EC cookie privacy laws threaten UK's digital economy

EC e-privacy laws could damage the UK's digital economy, the Internet Advertising Bureau (IAB) has warned.

EC e-privacy laws could damage the UK's digital economy, the Internet Advertising Bureau (IAB) has warned.

Businesses will be required to obtain explicit consent from web users being tracked using cookie text files. The directive will come into force on 25 May 2011, comprising an amendment to the EC's Privacy and Electronic Communications Directive.

Nick Stringer, director at trade body the IAB, says the law will raise significant implementation challenges across Europe. "This new law is potentially detrimental to consumers, business and the UK digital economy," he said.

"The IAB is working with the UK government, the Information Commissioner's Office and other parties on potential solutions to help meet the informed consent provisions of the law but we urge them to work closely and flexibly with industry."

Communications minister Ed Vaizey says that, while the e-Privacy Directive will provide consumers with more choice and control over their internet experience, flexibility will be needed.

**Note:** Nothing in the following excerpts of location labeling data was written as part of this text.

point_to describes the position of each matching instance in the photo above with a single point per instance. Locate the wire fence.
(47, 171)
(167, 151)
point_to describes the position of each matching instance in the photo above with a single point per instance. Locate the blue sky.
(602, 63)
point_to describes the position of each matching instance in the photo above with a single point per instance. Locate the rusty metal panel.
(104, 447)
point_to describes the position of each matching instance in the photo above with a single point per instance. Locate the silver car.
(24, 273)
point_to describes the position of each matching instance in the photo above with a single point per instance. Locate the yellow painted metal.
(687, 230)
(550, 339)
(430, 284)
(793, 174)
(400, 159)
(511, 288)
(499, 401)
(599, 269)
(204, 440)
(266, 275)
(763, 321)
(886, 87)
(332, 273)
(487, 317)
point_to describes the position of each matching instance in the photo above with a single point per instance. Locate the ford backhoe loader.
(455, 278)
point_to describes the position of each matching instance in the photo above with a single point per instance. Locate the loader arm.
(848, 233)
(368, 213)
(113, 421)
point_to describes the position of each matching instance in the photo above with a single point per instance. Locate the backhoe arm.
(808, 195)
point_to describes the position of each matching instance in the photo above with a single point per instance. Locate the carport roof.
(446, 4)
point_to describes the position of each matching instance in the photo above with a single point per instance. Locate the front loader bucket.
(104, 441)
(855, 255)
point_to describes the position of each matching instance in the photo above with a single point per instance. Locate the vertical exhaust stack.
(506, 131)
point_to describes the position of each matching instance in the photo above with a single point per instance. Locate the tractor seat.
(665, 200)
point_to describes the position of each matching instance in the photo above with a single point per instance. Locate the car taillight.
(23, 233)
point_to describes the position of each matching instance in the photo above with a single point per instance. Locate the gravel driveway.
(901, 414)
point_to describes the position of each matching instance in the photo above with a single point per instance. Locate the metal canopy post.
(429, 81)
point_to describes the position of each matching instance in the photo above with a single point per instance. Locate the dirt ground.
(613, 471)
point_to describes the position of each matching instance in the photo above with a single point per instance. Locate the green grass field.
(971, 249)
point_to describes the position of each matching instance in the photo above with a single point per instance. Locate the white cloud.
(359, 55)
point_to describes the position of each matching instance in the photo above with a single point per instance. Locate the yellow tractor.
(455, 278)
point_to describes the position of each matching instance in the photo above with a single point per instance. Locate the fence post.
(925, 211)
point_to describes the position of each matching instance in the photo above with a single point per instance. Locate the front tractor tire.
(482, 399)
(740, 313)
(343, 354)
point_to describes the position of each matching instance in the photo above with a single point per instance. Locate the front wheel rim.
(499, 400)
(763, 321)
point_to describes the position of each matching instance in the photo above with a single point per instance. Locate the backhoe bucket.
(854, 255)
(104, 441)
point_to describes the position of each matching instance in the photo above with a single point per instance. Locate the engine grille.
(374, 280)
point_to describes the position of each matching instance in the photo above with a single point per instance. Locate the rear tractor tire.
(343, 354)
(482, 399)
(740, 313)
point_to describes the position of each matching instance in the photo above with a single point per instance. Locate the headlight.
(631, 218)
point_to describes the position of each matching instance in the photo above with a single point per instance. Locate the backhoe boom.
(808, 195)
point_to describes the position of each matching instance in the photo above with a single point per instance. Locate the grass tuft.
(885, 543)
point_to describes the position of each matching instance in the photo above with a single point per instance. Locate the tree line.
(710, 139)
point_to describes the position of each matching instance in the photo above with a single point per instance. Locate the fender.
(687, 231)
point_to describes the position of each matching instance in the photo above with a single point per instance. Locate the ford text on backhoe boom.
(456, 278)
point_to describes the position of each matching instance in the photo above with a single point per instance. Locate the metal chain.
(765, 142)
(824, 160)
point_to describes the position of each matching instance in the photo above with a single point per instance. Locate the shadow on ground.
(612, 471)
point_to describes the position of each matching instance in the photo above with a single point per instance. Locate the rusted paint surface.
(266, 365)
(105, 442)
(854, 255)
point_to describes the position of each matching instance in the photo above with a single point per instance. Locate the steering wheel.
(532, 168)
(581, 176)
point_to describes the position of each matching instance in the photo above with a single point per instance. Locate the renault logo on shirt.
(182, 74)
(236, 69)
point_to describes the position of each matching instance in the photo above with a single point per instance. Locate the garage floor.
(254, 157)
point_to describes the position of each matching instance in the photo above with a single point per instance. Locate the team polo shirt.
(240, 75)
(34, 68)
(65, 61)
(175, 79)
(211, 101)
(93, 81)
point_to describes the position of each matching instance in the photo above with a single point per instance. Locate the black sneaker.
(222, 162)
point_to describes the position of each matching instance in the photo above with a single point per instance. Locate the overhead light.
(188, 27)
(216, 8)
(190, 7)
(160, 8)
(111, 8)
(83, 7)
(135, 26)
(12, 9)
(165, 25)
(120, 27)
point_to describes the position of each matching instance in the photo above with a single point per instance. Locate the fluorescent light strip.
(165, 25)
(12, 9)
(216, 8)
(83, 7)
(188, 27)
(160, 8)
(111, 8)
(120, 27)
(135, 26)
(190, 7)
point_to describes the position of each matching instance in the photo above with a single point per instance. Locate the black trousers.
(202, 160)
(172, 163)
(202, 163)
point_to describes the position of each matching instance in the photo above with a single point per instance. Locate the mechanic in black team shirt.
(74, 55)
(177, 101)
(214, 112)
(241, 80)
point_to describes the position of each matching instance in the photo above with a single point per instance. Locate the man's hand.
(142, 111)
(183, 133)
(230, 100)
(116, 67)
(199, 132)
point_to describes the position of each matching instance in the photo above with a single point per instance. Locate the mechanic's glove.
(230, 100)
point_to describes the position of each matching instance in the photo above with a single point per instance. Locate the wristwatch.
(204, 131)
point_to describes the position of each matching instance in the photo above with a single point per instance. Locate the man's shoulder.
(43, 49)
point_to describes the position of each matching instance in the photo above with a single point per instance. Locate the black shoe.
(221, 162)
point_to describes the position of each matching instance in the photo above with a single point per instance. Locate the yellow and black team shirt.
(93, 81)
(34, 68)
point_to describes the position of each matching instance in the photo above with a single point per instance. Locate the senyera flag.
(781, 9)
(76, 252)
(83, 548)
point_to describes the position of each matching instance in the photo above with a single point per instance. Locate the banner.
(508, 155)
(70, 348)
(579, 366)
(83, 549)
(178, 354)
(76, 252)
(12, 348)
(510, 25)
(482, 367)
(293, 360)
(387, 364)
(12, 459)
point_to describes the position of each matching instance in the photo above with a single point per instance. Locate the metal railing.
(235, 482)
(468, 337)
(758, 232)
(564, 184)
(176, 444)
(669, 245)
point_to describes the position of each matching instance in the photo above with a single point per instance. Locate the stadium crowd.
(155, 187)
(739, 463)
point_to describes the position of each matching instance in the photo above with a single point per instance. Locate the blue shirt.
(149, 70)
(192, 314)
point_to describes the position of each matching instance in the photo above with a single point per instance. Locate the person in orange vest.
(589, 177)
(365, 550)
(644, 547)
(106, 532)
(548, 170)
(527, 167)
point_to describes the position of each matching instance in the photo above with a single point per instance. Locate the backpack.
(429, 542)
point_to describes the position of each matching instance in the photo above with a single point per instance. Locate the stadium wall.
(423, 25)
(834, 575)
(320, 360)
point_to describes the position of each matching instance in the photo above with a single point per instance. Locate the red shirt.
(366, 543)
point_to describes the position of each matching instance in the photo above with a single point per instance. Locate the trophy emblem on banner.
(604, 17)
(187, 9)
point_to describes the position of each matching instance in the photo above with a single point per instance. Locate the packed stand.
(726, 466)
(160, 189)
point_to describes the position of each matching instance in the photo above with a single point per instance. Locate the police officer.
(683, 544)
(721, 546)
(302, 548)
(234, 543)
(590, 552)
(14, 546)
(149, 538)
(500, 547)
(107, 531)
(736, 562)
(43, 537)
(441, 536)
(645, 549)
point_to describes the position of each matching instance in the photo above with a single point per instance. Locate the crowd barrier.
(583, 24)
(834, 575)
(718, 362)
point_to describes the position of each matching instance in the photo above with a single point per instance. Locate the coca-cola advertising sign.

"We recognise this could cause uncertainty for businesses and consumers. Therefore we do not expect the Information Commissioner's Office [ICO] to take enforcement action in the short term against businesses and organisations as they work out how to address their use of cookies," he said.

The Department for Culture, Media and Sport is brokering the new measures in the UK, while the ICO will be responsible for regulation.